Hi. I am a Ph.D student working on computer architecture, especially Deep Neural Network Accelerator design. We are now interested in the NVDLA accelerator open-sourced by NVIDIA. We are particularly interested in its total on-chip SRAM size to facilitate a fair comparison to NVDLA for one of our research projects.

I have known that the NVDLAs equipped on AGX Orin and AGX Xavier have an SRAM. The SRAM size data is published according to TensorRT developer guide.

However, I have also read from the open-sourced NVDLA Unit description that each NVDLA contains a convolution buffer (CBUF), which is another on-chip SRAM component. The NVDLA Unit Description says that the CBUF is 512KB.

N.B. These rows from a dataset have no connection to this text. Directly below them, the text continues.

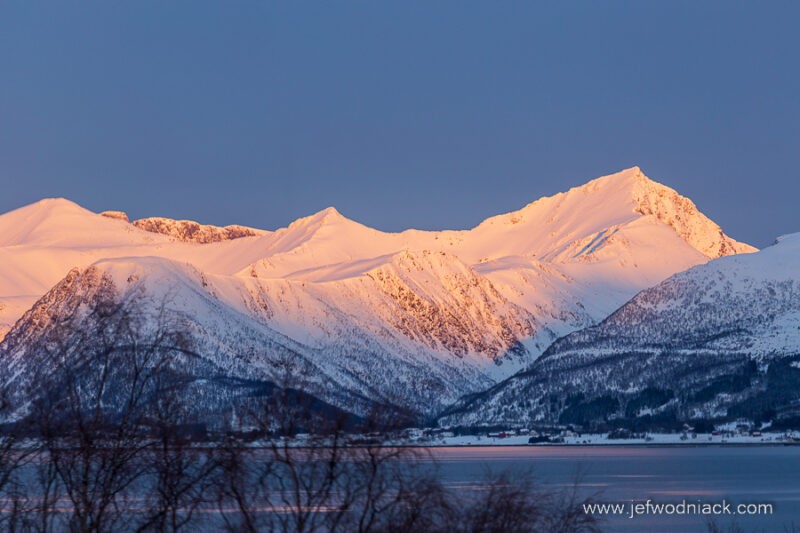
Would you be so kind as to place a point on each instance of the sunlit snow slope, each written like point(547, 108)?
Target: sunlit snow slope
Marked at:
point(718, 341)
point(448, 312)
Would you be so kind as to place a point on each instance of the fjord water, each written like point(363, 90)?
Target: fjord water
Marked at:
point(663, 474)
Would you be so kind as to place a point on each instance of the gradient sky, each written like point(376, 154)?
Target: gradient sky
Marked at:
point(407, 114)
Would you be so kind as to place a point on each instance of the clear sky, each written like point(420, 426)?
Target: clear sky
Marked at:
point(401, 114)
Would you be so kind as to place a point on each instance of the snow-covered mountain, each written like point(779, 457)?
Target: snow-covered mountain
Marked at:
point(415, 318)
point(718, 341)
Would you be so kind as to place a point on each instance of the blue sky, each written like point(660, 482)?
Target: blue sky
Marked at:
point(400, 114)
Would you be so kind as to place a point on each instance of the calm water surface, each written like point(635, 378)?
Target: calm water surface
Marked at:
point(667, 474)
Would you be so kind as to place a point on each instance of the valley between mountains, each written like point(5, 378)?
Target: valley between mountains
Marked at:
point(617, 300)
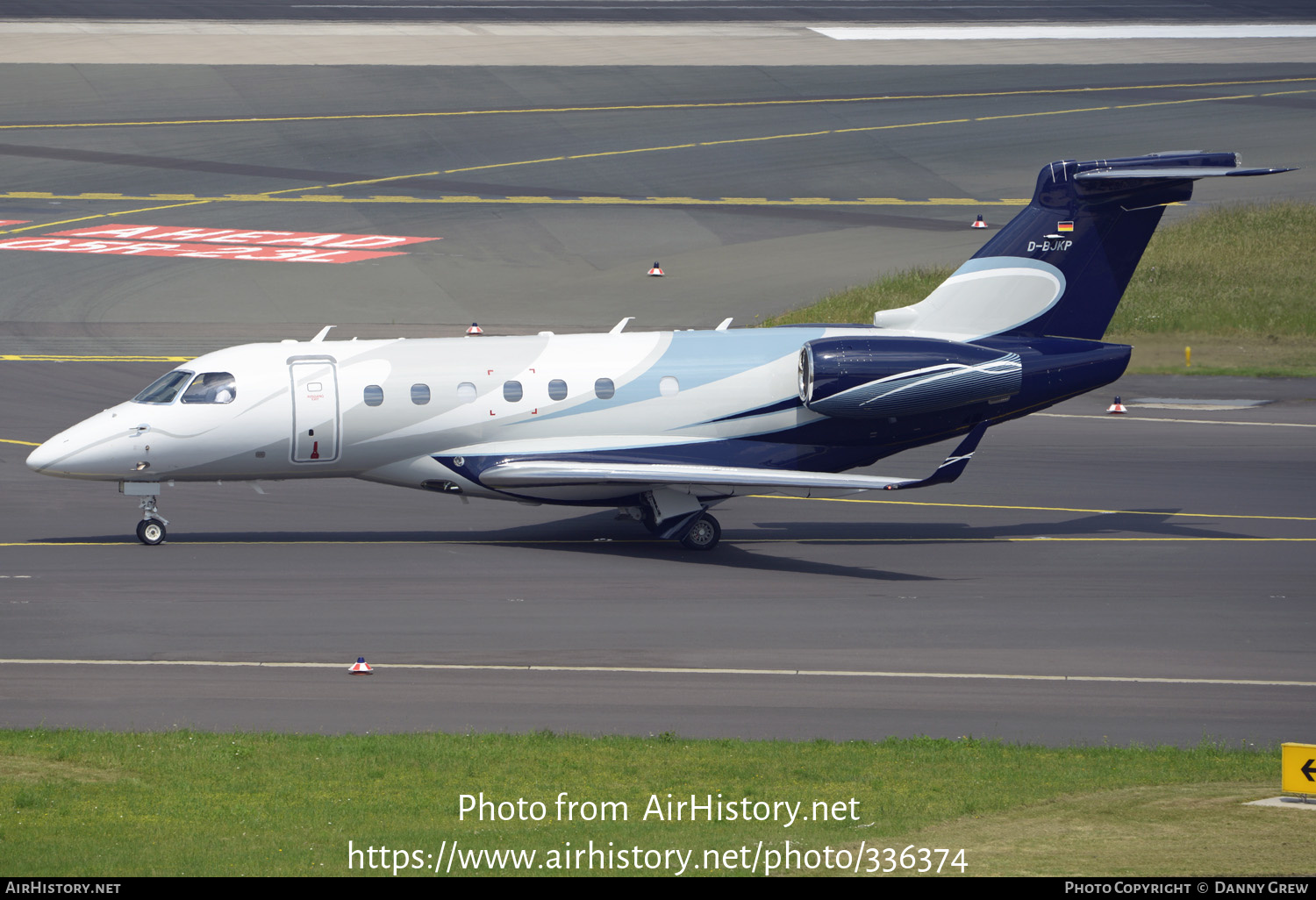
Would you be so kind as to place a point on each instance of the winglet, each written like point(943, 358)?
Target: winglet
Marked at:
point(955, 465)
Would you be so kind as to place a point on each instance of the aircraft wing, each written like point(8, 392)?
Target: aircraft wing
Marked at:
point(724, 481)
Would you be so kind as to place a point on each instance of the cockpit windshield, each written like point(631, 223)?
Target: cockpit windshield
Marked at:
point(212, 387)
point(165, 389)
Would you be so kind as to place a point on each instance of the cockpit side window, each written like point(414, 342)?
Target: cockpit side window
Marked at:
point(165, 389)
point(211, 387)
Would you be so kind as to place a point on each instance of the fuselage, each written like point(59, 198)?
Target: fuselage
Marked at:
point(383, 410)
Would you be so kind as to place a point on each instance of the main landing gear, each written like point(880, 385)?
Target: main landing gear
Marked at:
point(686, 518)
point(150, 531)
point(703, 534)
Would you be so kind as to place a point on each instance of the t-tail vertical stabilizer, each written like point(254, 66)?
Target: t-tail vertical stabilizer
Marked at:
point(1060, 268)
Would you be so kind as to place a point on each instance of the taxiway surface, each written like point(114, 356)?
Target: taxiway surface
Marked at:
point(1074, 555)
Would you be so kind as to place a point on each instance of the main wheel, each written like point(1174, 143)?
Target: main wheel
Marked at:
point(704, 534)
point(150, 532)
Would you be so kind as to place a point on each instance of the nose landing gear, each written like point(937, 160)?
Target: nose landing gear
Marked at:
point(150, 531)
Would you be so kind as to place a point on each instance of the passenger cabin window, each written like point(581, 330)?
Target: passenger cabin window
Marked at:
point(163, 389)
point(211, 387)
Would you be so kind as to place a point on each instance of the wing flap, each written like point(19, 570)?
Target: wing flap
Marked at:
point(721, 481)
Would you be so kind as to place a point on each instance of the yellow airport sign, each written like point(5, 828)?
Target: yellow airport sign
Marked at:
point(1298, 768)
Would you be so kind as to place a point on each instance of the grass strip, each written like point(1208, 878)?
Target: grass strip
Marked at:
point(1232, 283)
point(190, 803)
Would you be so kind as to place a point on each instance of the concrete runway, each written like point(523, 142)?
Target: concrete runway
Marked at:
point(1094, 547)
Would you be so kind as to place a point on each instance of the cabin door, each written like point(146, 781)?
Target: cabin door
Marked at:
point(315, 410)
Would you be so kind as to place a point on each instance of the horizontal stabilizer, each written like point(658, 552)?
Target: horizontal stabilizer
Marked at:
point(1187, 171)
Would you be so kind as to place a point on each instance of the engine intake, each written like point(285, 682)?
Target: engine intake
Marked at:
point(866, 378)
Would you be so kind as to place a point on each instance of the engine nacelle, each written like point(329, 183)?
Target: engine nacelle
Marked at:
point(866, 378)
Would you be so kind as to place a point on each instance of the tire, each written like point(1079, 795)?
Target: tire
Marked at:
point(703, 536)
point(150, 532)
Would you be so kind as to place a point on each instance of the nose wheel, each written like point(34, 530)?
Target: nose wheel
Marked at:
point(150, 531)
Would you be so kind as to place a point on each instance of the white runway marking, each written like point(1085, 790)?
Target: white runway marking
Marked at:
point(662, 670)
point(1066, 32)
point(1182, 421)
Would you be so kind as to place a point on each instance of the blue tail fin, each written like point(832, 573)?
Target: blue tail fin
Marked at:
point(1060, 268)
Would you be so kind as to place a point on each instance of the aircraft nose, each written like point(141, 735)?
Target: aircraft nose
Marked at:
point(41, 458)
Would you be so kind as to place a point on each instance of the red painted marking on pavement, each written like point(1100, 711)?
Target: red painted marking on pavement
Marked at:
point(191, 250)
point(239, 236)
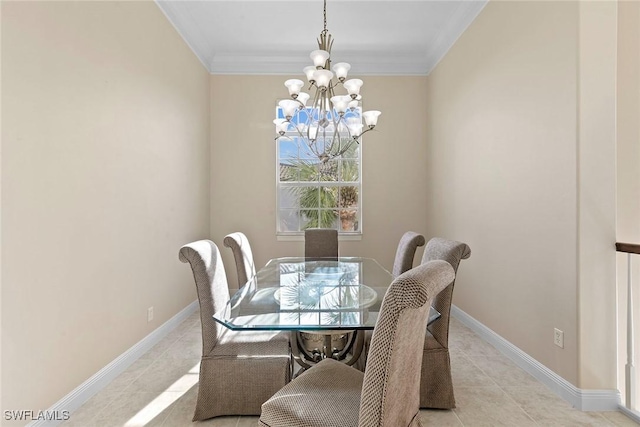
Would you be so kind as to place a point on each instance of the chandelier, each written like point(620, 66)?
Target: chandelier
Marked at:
point(332, 123)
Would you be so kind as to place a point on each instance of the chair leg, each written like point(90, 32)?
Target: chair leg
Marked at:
point(436, 387)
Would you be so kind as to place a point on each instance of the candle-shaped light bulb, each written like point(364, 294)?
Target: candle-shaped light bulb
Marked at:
point(294, 86)
point(341, 69)
point(353, 87)
point(371, 118)
point(319, 58)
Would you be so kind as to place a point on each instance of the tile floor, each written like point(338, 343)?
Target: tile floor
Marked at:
point(160, 389)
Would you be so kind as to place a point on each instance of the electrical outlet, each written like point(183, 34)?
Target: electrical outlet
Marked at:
point(558, 337)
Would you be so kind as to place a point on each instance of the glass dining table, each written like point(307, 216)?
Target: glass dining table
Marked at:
point(327, 304)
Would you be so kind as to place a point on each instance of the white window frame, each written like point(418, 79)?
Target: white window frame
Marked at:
point(298, 234)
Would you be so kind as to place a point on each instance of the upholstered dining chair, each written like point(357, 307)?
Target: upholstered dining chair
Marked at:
point(436, 387)
point(245, 267)
point(406, 251)
point(321, 243)
point(239, 370)
point(332, 394)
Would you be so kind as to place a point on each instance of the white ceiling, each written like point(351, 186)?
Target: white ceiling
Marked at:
point(275, 37)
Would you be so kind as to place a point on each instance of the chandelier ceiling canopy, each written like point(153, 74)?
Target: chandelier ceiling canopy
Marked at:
point(332, 123)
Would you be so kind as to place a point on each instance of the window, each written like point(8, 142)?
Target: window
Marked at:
point(311, 193)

Is the NVDLA equipped on AGX Orin and AGX Xavier both has 512KB CBUF? If not, could you kindly provide the CBUF size of the NVDLA accelerators on AGX Orin and AGX Xavier, respectively? If the data is not publicly available, could you please provide the data to us in private (e.g. email)? Thank you very much!


They are the same thing. DLA internal SRAM is called CBUF.
So you can find the CBUF limit for Xavier and Orin in the TensorRT guide you shared above.


Thanks for your reply. However, I still doubt that the CBUF and the (dedicated) SRAM are distinct hardware components.

According to NVDLA Primer, a large NVDLA implementation contains a dedicated SRAM other than the internal CBUF. The dedicated SRAM connects to NVDLA through a dedicated interface (second DBB in Figure 2 in NVDLA Primer).

Combined with certain descriptions in TensorRT developer guide, I feel that this document is describing the dedicated SRAM. For example, it says:

On Xavier, 4 MiB of SRAM is shared across multiple cores including the 2 DLA cores.

This seems to imply that the 4MiB SRAM is not an internal component of a DLA (i.e. not a CBUF).

So could you please investigate it further? Thank you very much for your invaluable assistance!


Sorry for the missing.

Indeed, there are two SRAMs on the DLA called UBuf and CBuf.
UBuf size can be found in the TensorRT document:

On Orin, each DLA core has 1 MiB of dedicated SRAM. On Xavier, 4 MiB of SRAM is shared across multiple cores including the 2 DLA cores.

But for CBuf, unfortunately, we don’t have public info can share.